It will be the 11th trip to the Middle East by the top US diplomat since war broke out a year ago.

US Foreign Secretary Anthony Blinken. Picture: AFP
US Foreign Secretary Anthony Blinken. Picture: AFP

US Secretary of State Antony Blinken left for the Middle East Monday on a new push for an elusive Gaza ceasefire two weeks before US elections, seeing a new opportunity from Israel’s killing of Hamas’s leader.

It will be the 11th trip to the Middle East by the top US diplomat since war broke out a year ago, with Mr Blinken on his last visit to Israel in August warning it may have been the “last chance” for a US-led ceasefire plan.

That push did not succeed, and the conflict has escalated and expanded since, with Israel pounding Hezbollah targets in Lebanon and warning of a new strike directly on Iran, whose clerical leaders back both Hamas and Hezbollah.

US President Joe Biden, who personally laid out the ceasefire plan on May 31 that would also free hostages from Gaza, has seen new hope since Israel last week killed Hamas chief Yahya Sinwar.

Mr Biden, speaking to reporters on a visit to Germany, said he called Prime Minister Benjamin Netanyahu to congratulate him and tell him that Mr Blinken would head to the region.

“I told him we were really pleased with his actions and, further, that now is the time to move on – move on, move towards a ceasefire,” he said on Thursday.

The Gaza war was sparked by the unprecedented Hamas attack on Israel last year that resulted in the deaths of 1206 people, mostly civilians, according to an AFP tally of official Israeli figures.

Israel’s retaliatory campaign in Gaza has killed 42,603 people, also mostly civilians, according to data from the health ministry in the Hamas-run territory, figures the UN considers reliable.

Last month, Israel expanded its military operations to Lebanon, where at least 1470 people have been killed since then, according to an AFP tally of Lebanese health ministry figures.

Mr Blinken’s trip comes days after he and Defence Secretary Lloyd Austin warned Israel that the US could withhold some of its billions of dollars in military aid unless more humanitarian assist­ance was allowed into Gaza, where the UN says more than 1.8 million people face extreme hunger.

A breakthrough could be a major boost for US Vice-­President Kamala Harris, who is running in a razor-tight November 5 race for the White House against Donald Trump.

The war has been a political albatross for Mr Biden and Ms Harris, with Mr Netanyahu repeat­edly brushing aside US entreaties to do more to spare civilians.

Mr Trump also spoke to Mr Netanyahu about Sinwar’s killing, with the Republican saying the Israeli leader was proven right in ignoring Mr Biden’s pressure to dial back military operations.

He suggested he would give freer rein to Mr Netanyahu, telling reporters Mr Biden was “trying to hold him back and he probably should be doing the opposite”. Mr Trump staunchly backed Israel in his first term.

He has a complicated relationship with Mr Netanyahu but Republican voters, unlike Demo­crats, are overwhelmingly sup­port­­ive of Israel.

Mr Blinken flies first to Israel and then will tour other countries in the Middle East through to Friday.
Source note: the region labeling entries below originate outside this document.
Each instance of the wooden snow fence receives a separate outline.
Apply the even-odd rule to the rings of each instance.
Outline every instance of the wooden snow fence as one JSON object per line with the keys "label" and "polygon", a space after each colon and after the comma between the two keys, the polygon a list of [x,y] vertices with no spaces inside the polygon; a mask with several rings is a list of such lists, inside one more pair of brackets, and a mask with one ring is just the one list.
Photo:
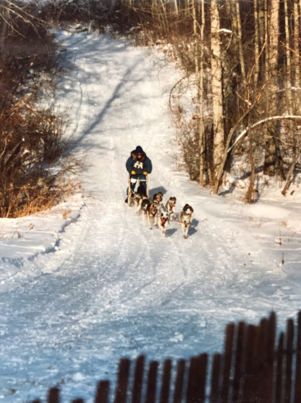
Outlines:
{"label": "wooden snow fence", "polygon": [[[169,359],[147,364],[143,355],[133,363],[122,358],[113,400],[109,382],[102,380],[94,403],[301,403],[301,311],[278,337],[274,312],[258,326],[230,323],[223,354],[174,364]],[[59,403],[58,388],[49,389],[47,401]]]}

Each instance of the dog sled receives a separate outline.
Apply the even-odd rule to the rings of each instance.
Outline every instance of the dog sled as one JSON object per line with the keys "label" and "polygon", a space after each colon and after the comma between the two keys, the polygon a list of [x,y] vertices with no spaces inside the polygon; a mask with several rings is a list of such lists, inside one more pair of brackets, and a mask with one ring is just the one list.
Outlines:
{"label": "dog sled", "polygon": [[[140,179],[139,178],[136,179],[135,178],[131,178],[131,175],[129,175],[129,190],[128,194],[128,204],[129,206],[130,207],[133,204],[133,193],[132,192],[132,189],[131,188],[131,185],[132,183],[135,183],[135,188],[136,188],[137,184],[138,185],[137,187],[137,190],[139,189],[139,187],[140,186],[143,186],[143,185],[141,184],[142,182],[146,182],[146,196],[148,197],[149,197],[149,191],[148,189],[148,177],[147,175],[146,177],[146,179]],[[135,189],[134,188],[134,189]]]}

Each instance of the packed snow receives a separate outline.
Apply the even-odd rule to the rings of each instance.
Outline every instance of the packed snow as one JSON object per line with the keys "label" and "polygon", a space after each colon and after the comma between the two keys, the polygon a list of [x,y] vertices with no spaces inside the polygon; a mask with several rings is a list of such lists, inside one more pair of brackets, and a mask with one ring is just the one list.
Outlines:
{"label": "packed snow", "polygon": [[[300,174],[285,197],[262,177],[251,205],[239,201],[244,183],[211,194],[177,168],[173,63],[107,35],[57,37],[66,69],[57,102],[87,164],[81,189],[51,211],[0,220],[6,403],[44,399],[55,385],[64,402],[92,402],[121,357],[212,355],[229,322],[257,324],[273,310],[280,330],[301,308]],[[124,203],[137,145],[153,163],[150,195],[176,197],[177,213],[193,207],[187,239],[176,222],[165,238],[150,231]]]}

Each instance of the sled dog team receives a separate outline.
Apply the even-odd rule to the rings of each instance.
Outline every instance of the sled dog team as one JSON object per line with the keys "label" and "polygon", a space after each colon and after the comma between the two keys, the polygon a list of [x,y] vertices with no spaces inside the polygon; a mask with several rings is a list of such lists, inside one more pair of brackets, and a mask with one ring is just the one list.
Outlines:
{"label": "sled dog team", "polygon": [[179,223],[183,236],[187,238],[193,212],[193,209],[189,204],[186,204],[184,206],[179,214],[177,220],[175,197],[169,197],[169,200],[164,205],[163,203],[163,193],[162,192],[158,192],[151,199],[143,193],[136,191],[133,195],[132,199],[136,213],[138,214],[141,210],[144,222],[145,221],[146,216],[150,229],[153,229],[152,223],[153,219],[154,226],[159,227],[161,236],[164,237],[169,220],[175,221]]}

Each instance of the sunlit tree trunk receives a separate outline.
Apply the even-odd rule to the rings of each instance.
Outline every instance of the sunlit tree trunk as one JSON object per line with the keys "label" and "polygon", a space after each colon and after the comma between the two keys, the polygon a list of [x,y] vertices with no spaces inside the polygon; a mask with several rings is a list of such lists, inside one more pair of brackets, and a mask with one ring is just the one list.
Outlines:
{"label": "sunlit tree trunk", "polygon": [[[298,10],[298,0],[294,1],[294,34],[293,35],[293,60],[295,73],[295,86],[298,88],[300,86],[300,65],[301,64],[301,58],[299,54],[299,41],[300,40],[300,27],[299,21],[299,13],[301,12],[301,1],[299,1],[299,10]],[[295,107],[296,109],[300,108],[300,97],[296,97]]]}
{"label": "sunlit tree trunk", "polygon": [[[277,93],[278,68],[278,37],[279,35],[279,0],[271,0],[270,13],[269,37],[270,44],[268,54],[268,75],[271,80],[270,86],[270,96],[269,99],[269,114],[270,116],[277,114],[278,109]],[[263,173],[269,176],[275,174],[276,143],[278,137],[276,125],[274,123],[269,125],[270,133],[267,139],[265,155]]]}
{"label": "sunlit tree trunk", "polygon": [[239,10],[239,2],[238,0],[234,0],[235,2],[236,19],[237,21],[237,39],[238,42],[238,53],[239,54],[239,63],[240,64],[241,70],[241,76],[242,78],[244,86],[245,86],[246,71],[245,67],[245,60],[244,60],[243,50],[242,49],[242,39],[241,21],[240,20],[240,12]]}
{"label": "sunlit tree trunk", "polygon": [[204,30],[205,27],[205,9],[204,6],[205,0],[201,0],[202,2],[202,25],[201,27],[201,48],[200,49],[200,57],[201,58],[201,65],[199,72],[199,115],[200,120],[199,128],[199,142],[200,145],[200,185],[204,186],[204,152],[205,152],[205,128],[204,124],[204,110],[203,104],[204,102],[204,67],[203,59],[204,58]]}
{"label": "sunlit tree trunk", "polygon": [[2,7],[0,8],[0,52],[4,51],[4,42],[6,31],[8,27],[8,21],[9,18],[7,10]]}
{"label": "sunlit tree trunk", "polygon": [[224,128],[222,83],[221,50],[217,0],[211,2],[211,75],[212,124],[213,132],[213,165],[216,172],[224,152]]}
{"label": "sunlit tree trunk", "polygon": [[258,83],[258,75],[259,73],[259,17],[258,15],[258,5],[257,0],[254,0],[254,16],[255,21],[254,27],[254,60],[255,66],[254,71],[254,84],[257,86]]}

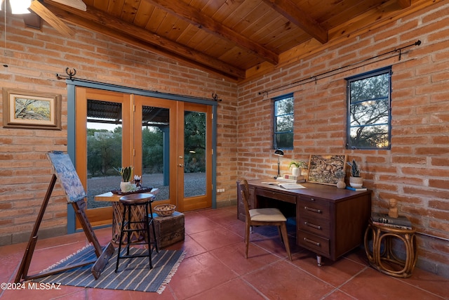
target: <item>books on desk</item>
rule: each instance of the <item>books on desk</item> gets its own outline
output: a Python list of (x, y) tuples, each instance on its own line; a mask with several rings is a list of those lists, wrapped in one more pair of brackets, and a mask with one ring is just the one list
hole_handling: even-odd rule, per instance
[(351, 186), (347, 186), (346, 187), (347, 190), (355, 190), (356, 192), (359, 192), (359, 191), (363, 191), (363, 190), (368, 190), (368, 189), (364, 187), (361, 187), (361, 188), (353, 188)]
[(291, 174), (284, 174), (282, 177), (278, 177), (276, 178), (277, 181), (283, 183), (300, 183), (302, 182), (306, 182), (306, 178), (303, 176), (294, 176)]
[(299, 188), (306, 188), (305, 186), (301, 185), (300, 184), (297, 184), (297, 183), (279, 183), (278, 185), (286, 190), (297, 190)]
[(387, 214), (371, 213), (371, 221), (375, 225), (390, 227), (397, 229), (412, 229), (412, 222), (405, 216), (392, 218)]

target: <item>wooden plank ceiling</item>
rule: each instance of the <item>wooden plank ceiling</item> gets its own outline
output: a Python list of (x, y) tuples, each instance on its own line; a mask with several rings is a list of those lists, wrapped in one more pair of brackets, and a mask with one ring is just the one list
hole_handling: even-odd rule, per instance
[[(42, 2), (67, 23), (236, 81), (434, 3), (432, 0), (83, 0)], [(418, 38), (419, 37), (417, 37)]]

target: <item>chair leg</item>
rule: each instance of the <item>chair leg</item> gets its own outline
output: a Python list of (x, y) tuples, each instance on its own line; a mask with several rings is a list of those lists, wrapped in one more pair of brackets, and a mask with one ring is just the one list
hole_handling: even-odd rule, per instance
[(283, 244), (286, 246), (286, 250), (287, 250), (287, 254), (288, 254), (288, 259), (292, 260), (292, 254), (290, 252), (290, 244), (288, 243), (288, 235), (287, 234), (287, 226), (285, 223), (283, 223), (281, 226), (281, 238), (283, 240)]
[(122, 245), (121, 241), (123, 239), (126, 216), (126, 207), (123, 207), (123, 217), (121, 219), (121, 224), (120, 226), (120, 239), (119, 240), (119, 252), (117, 253), (117, 262), (115, 266), (115, 273), (117, 273), (117, 270), (119, 270), (119, 262), (120, 261), (120, 252), (121, 252), (121, 245)]
[(250, 223), (246, 222), (245, 226), (245, 258), (248, 259), (248, 248), (250, 244)]

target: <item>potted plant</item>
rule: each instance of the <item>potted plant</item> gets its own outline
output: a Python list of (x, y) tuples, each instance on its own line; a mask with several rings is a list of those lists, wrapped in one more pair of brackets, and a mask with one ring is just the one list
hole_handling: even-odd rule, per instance
[(337, 188), (346, 188), (346, 183), (344, 183), (344, 171), (343, 170), (338, 170), (335, 172), (335, 177), (338, 178), (338, 181), (337, 182)]
[(301, 170), (302, 169), (307, 169), (307, 164), (303, 161), (296, 162), (293, 160), (288, 164), (288, 169), (290, 168), (292, 169), (292, 175), (299, 176), (302, 175)]
[(120, 176), (121, 176), (122, 181), (120, 183), (120, 190), (122, 192), (129, 192), (133, 190), (133, 185), (131, 184), (130, 180), (133, 176), (133, 167), (121, 167), (119, 168), (114, 168)]
[(347, 164), (351, 166), (349, 185), (353, 188), (361, 188), (363, 185), (363, 178), (360, 176), (360, 169), (356, 160), (353, 159), (351, 163), (348, 162)]

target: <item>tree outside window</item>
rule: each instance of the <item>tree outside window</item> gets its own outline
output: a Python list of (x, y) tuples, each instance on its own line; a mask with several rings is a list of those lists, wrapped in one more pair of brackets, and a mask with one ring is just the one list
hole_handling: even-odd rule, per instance
[(347, 79), (347, 148), (390, 149), (391, 74), (384, 68)]
[(274, 148), (293, 148), (294, 98), (293, 95), (274, 99)]

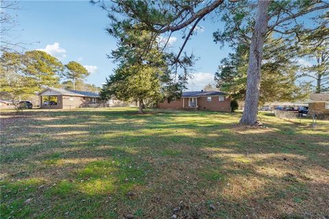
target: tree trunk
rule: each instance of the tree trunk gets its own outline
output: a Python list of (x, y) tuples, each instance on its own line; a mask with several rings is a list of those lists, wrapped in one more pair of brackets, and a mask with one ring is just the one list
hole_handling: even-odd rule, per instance
[(245, 109), (240, 124), (256, 125), (260, 87), (260, 66), (263, 60), (263, 47), (269, 21), (267, 9), (270, 1), (258, 0), (257, 20), (252, 37), (247, 75), (247, 90)]
[(143, 99), (139, 99), (138, 102), (138, 114), (143, 114)]

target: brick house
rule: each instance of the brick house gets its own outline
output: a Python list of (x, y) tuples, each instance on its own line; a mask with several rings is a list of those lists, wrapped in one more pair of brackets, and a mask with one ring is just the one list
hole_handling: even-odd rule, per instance
[(159, 103), (162, 109), (231, 112), (230, 96), (218, 91), (183, 92), (180, 99)]
[(329, 114), (329, 93), (311, 94), (308, 112)]
[[(16, 103), (17, 104), (18, 103)], [(14, 109), (15, 105), (12, 101), (0, 100), (0, 109)]]
[(40, 107), (71, 109), (84, 107), (102, 107), (99, 95), (90, 92), (48, 88), (38, 94)]

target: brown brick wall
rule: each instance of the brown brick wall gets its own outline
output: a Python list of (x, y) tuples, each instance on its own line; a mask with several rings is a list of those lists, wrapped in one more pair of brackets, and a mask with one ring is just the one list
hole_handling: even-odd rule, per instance
[[(187, 107), (188, 99), (185, 99), (184, 103), (185, 107)], [(181, 98), (176, 101), (170, 101), (170, 103), (165, 100), (163, 103), (159, 103), (158, 107), (162, 109), (183, 109), (183, 99)]]
[[(207, 101), (207, 96), (200, 96), (197, 99), (197, 105), (199, 110), (209, 111), (221, 111), (230, 112), (231, 101), (230, 97), (225, 98), (224, 101), (219, 101), (218, 96), (212, 96), (211, 101)], [(188, 98), (185, 98), (184, 101), (184, 109), (188, 109)], [(179, 109), (183, 110), (183, 99), (181, 98), (175, 101), (168, 103), (165, 100), (163, 103), (158, 105), (159, 108), (162, 109)]]
[(326, 103), (317, 102), (308, 103), (308, 112), (321, 112), (324, 114), (329, 114), (329, 110), (326, 109)]
[[(40, 98), (42, 98), (42, 96), (40, 96)], [(57, 96), (57, 105), (45, 105), (42, 104), (43, 102), (40, 103), (40, 107), (42, 109), (62, 109), (62, 96)]]

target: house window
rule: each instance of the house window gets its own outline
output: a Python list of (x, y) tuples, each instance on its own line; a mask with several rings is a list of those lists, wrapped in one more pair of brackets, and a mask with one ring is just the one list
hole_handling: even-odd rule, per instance
[(326, 103), (326, 105), (324, 107), (326, 110), (329, 110), (329, 103)]

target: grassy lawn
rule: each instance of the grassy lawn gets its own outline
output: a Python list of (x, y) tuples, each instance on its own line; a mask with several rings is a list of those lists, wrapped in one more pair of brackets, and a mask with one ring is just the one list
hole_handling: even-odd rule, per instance
[(2, 112), (1, 218), (328, 218), (329, 122), (136, 112)]

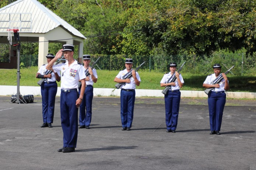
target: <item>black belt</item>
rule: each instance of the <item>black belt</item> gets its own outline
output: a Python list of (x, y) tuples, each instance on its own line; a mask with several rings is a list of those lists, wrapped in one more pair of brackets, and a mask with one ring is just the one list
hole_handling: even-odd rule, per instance
[(121, 90), (125, 90), (126, 91), (134, 91), (134, 89), (124, 89), (123, 88), (122, 88)]
[(43, 82), (47, 84), (52, 84), (55, 83), (56, 83), (56, 82)]
[(77, 91), (77, 88), (73, 88), (73, 89), (69, 89), (69, 90), (64, 90), (64, 89), (61, 89), (60, 90), (61, 91), (63, 91), (63, 92), (70, 92), (70, 91)]
[(211, 91), (211, 93), (224, 93), (225, 92), (225, 91)]
[(171, 91), (172, 92), (177, 92), (177, 91), (179, 91), (179, 90), (169, 90), (169, 91)]

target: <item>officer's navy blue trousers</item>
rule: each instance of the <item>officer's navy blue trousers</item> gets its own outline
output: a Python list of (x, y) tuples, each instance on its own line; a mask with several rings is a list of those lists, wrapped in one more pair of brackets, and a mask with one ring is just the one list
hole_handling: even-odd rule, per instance
[(43, 123), (53, 123), (54, 106), (57, 94), (57, 84), (56, 82), (44, 82), (41, 86), (42, 105), (43, 108)]
[(208, 106), (211, 130), (220, 131), (224, 106), (226, 103), (226, 94), (224, 92), (208, 94)]
[[(78, 93), (80, 93), (80, 89)], [(89, 126), (92, 120), (92, 104), (93, 98), (93, 87), (87, 85), (84, 93), (82, 103), (79, 107), (79, 124), (80, 126)], [(85, 114), (86, 109), (86, 114)]]
[(135, 90), (127, 91), (121, 89), (120, 96), (122, 127), (131, 127), (133, 119)]
[(164, 95), (165, 123), (167, 129), (175, 130), (178, 124), (178, 116), (180, 101), (180, 92), (169, 90)]
[(76, 148), (77, 141), (78, 108), (76, 102), (77, 91), (60, 93), (60, 118), (63, 131), (63, 146)]

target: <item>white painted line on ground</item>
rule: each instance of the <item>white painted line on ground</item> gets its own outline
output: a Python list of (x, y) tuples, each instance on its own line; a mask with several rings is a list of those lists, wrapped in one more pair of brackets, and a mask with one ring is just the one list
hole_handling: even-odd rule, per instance
[(51, 139), (52, 140), (62, 140), (63, 139), (53, 139), (51, 138), (14, 138), (16, 139)]
[(8, 109), (13, 109), (13, 108), (9, 108), (8, 109), (3, 109), (3, 110), (0, 110), (0, 111), (4, 111), (5, 110), (8, 110)]

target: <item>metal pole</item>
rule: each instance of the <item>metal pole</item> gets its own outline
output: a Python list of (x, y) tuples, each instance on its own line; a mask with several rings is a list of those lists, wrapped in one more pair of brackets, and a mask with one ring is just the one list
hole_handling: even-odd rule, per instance
[(20, 48), (18, 46), (17, 46), (17, 98), (15, 102), (20, 103)]
[(150, 66), (151, 65), (151, 57), (150, 57), (149, 58), (149, 72), (150, 72)]
[(242, 53), (242, 73), (241, 75), (243, 75), (243, 53)]

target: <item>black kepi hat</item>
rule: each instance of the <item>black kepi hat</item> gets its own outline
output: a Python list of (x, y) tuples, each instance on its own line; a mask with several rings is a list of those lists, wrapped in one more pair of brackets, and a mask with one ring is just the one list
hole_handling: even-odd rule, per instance
[(216, 64), (213, 65), (213, 68), (214, 69), (217, 68), (221, 68), (221, 66), (220, 66), (220, 64)]
[(91, 59), (91, 55), (87, 54), (83, 55), (83, 59)]
[(133, 59), (131, 58), (126, 58), (125, 59), (125, 63), (133, 63)]
[(53, 55), (53, 54), (52, 53), (49, 53), (48, 54), (47, 54), (47, 55), (46, 55), (45, 57), (46, 57), (47, 58), (54, 58), (54, 55)]
[(62, 49), (63, 49), (62, 51), (74, 51), (74, 46), (71, 44), (64, 44), (63, 45)]
[(177, 63), (175, 62), (172, 62), (170, 63), (170, 67), (177, 67)]

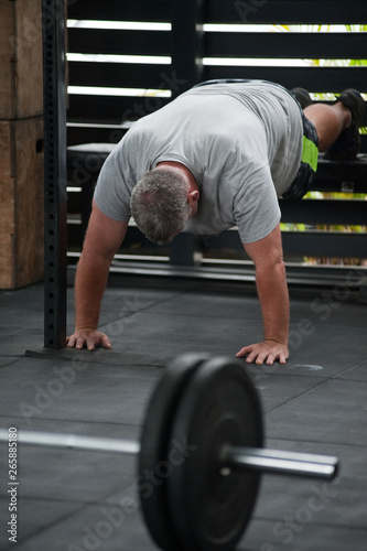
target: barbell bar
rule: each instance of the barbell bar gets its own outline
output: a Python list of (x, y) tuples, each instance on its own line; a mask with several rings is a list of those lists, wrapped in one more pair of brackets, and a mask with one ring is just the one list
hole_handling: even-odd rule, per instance
[[(9, 431), (0, 429), (0, 442), (9, 441)], [(140, 444), (130, 440), (96, 436), (78, 436), (41, 431), (18, 431), (17, 442), (21, 445), (61, 447), (85, 452), (139, 455)], [(290, 476), (333, 479), (337, 473), (337, 457), (299, 452), (285, 452), (256, 447), (223, 445), (218, 465), (226, 476), (227, 468), (244, 468)]]
[[(0, 430), (0, 441), (9, 441), (8, 430)], [(137, 455), (142, 514), (165, 551), (233, 550), (263, 473), (332, 480), (338, 471), (337, 457), (265, 449), (261, 404), (244, 364), (206, 354), (186, 354), (166, 366), (140, 443), (22, 430), (17, 441)]]

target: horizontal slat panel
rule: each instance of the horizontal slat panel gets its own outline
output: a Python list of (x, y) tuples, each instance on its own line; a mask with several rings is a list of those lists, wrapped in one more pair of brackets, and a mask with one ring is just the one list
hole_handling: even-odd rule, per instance
[[(365, 138), (365, 137), (363, 137)], [(365, 140), (363, 140), (365, 142)], [(360, 161), (338, 162), (324, 161), (319, 162), (317, 172), (315, 175), (315, 187), (319, 182), (355, 182), (365, 184), (367, 188), (367, 155), (364, 155)]]
[(366, 258), (366, 234), (283, 231), (284, 256)]
[(367, 33), (206, 33), (205, 56), (357, 60)]
[[(170, 89), (172, 68), (168, 65), (118, 63), (69, 63), (69, 85), (116, 88)], [(179, 86), (179, 85), (176, 85)]]
[(100, 21), (170, 21), (170, 0), (77, 0), (68, 6), (69, 19)]
[[(284, 256), (366, 258), (366, 234), (333, 231), (282, 231)], [(211, 238), (211, 248), (244, 250), (237, 231)]]
[(170, 32), (68, 29), (68, 52), (78, 54), (170, 55)]
[(367, 23), (365, 0), (262, 0), (251, 2), (212, 0), (206, 21), (211, 23)]
[(280, 208), (285, 223), (367, 225), (367, 201), (280, 201)]
[(149, 115), (168, 104), (165, 98), (68, 96), (68, 120), (115, 122)]
[(309, 91), (341, 93), (346, 88), (367, 91), (364, 67), (219, 67), (205, 66), (203, 79), (259, 78), (279, 83), (285, 88), (301, 86)]

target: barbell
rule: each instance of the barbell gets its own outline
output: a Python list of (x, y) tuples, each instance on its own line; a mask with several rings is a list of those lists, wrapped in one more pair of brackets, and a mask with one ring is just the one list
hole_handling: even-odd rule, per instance
[[(9, 432), (0, 430), (0, 441)], [(337, 474), (332, 456), (263, 447), (258, 392), (239, 360), (186, 354), (166, 367), (141, 442), (19, 431), (19, 444), (138, 455), (142, 514), (165, 551), (230, 551), (250, 520), (262, 473)]]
An official on the plane with him said Mr Blinken will visit Jordan on Wednesday and discuss humanitarian aid for the Gaza Strip.

The State Department did not list his other stops but on previous trips he has visited several Arab countries, especially Qatar and Egypt, the key intermediaries in ceasefire negotiations.

Mr Blinken “will discuss the importance of bringing the war in Gaza to an end, securing the release of all hostages and alleviating the suffering of the Palestinian people,” a State Department statement said.

It said Mr Blinken would also discuss post-war arrangements critical for a peace deal and seek a “diplomatic resolution” in Lebanon, where the US has stopped short of urging an immediate ceasefire.

Mr Blinken has also sought to coax Mr Netanyahu into compromise by dangling the prospect of normalisation with Saudi Arabia, which would be a historic game-changer in Israel’s quest for ­acceptance as the kingdom is the guardian of Islam’s two holiest sites.